Further, the men stated, servants and children were allowed by Chandler in his house at all hours “...sometimes until the break of day ...till they know not their way to their habitations.... [A]nd gaming is freely allowed in this house by which the looser must call for drink.” The petitioners noted they could state many more “perticklers,” but, in sum, Chandler was corrupting the younger generation, “...and what comfort will that be to parents to see such a posterity coming on upon the stage after them?”
But Chandler, having learned of the negative petition before it was filed, asked the Andover selectmen for support. They gave it to him by filing a short petition with the court stating that Chandler had kept a house for public entertainment for some considerable time and had kept good order in it, and the selectmen indicated that he was an infirm man and not capable of hard labor. The selectmen were comprised of eminences including a Chandler, a Holt, a Ballard, an Abbot, and Duncan Bradstreet, whose father had recently been governor of Massachusetts, and the selectmen’s words were dispositive of the matter.
So, that ends the story of Osgood versus Chandler, with Mr. Chandler pretty much winning out except for restrictions placed on his license against gambling and the like, and except for the fact that he died soon after.

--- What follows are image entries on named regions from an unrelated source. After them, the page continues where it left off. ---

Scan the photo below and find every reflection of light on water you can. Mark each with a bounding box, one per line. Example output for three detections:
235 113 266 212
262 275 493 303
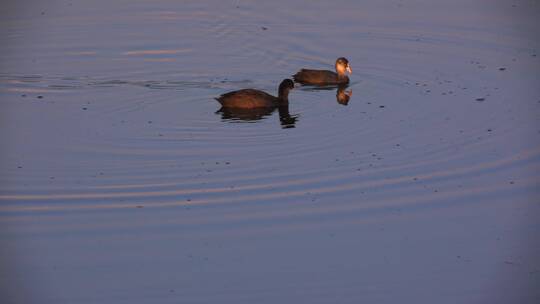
66 51 97 56
122 49 190 56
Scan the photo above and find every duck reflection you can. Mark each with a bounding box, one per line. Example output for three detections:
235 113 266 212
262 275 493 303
300 84 352 106
216 104 298 129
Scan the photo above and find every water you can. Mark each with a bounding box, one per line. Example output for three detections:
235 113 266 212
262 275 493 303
0 0 540 303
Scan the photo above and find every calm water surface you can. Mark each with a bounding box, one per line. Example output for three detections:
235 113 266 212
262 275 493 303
0 0 540 303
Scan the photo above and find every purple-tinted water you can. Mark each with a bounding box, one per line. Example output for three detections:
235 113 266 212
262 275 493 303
0 0 540 303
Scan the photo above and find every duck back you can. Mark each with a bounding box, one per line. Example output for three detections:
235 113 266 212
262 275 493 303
216 89 279 109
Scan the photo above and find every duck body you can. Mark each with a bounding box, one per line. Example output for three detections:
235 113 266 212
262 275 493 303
293 69 349 85
293 57 352 86
216 79 294 109
216 89 282 109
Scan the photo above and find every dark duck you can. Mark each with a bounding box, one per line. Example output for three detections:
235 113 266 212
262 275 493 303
216 79 294 109
293 57 352 85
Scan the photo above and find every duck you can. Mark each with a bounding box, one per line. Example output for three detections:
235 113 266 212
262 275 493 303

As a side note, when Chandler’s license was renewed, he posted a bond for 50 pounds, and the bondsman was Andrew Peters of Ipswich. When Chandler died, Peters took over Chandler’s business and moved to Andover because his Ipswich distillery business had recently been burned by Indians. Peters became a distiller and innkeeper in Andover, and the Andover selectmen welcomed this man of high reputation, allowing him to sell liquor by the quart “out of doors,” which meant he could sell to people not staying at the inn. He became Andover’s first and perhaps only ever distiller/retailer/innkeeper and eventually became a selectman as well. Coincidentally, Peters was an ancestor of Andover historian and Phillips Academy headmaster Claude Fuess, even though Fuess’ family was not from Andover, and he didn’t move here until early in the 20th Century.
Except for the last paragraph, the above information is mostly derived from Sarah Loring Bailey’s book.